There are some limitations in our study. First, the population is an occupational cohort of white-collar workers and limited to whites, which may reduce the generalizability of our findings to other populations. However, this would not affect the internal validity of our results with respect to the longitudinal analyses. Second, information about sleep duration was self-reported by the participants. Nevertheless, self-report assessments of sleep have been shown to be valid measures compared to quantitative sleep assessments with actigraphy (44
). Moreover, because outcomes were assessed prospectively, any misclassification of sleep duration would be non-differential with respect to weight gain, thus resulting in underestimation of the true effects. A further limitation of this study is the relatively short time of follow-up (5 years), which may have precluded us from detecting larger and significant effects of sleep deprivation on future changes in body weight and fat distribution. However, other longitudinal analyses (23
), but one (26
), based on longer follow-ups, still failed to detect significant and consistent associations. The strengths of this study include the simultaneous inclusion of a number of covariates known to be related to both sleep habits and obesity. A further strength is that anthropometric measures of relative weight and body fat distribution were directly measured at both examinations and were not based on questionnaire like in previous longitudinal investigations, thus minimizing the potential of recall bias and misclassification that occurs when using self report alone.
In summary, consistent with previous investigations, this study demonstrates significant associations between short duration of sleep and greater body weight, central adiposity and risk of obesity, in cross-sectional analyses. However, prospective analyses do not support a temporal relationship between short duration of sleep and gains in body weight or central adiposity, which is consistent with all (23
) but one (26
) previous longitudinal studies.
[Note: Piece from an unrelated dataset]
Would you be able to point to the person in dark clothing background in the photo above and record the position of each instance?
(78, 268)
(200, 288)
While sustained sleep curtailment and ensuing excessive daytime sleepiness are undoubtedly cause for concern, our study suggests that short duration of sleep might represent a risk marker rather than a causative risk factor for obesity. Further prospective studies with objective assessment of long-term exposure (e.g., repeated actigraphy), more specific outcomes (including direct measures of adiposity) and better control for confounders are needed before causality can be determined.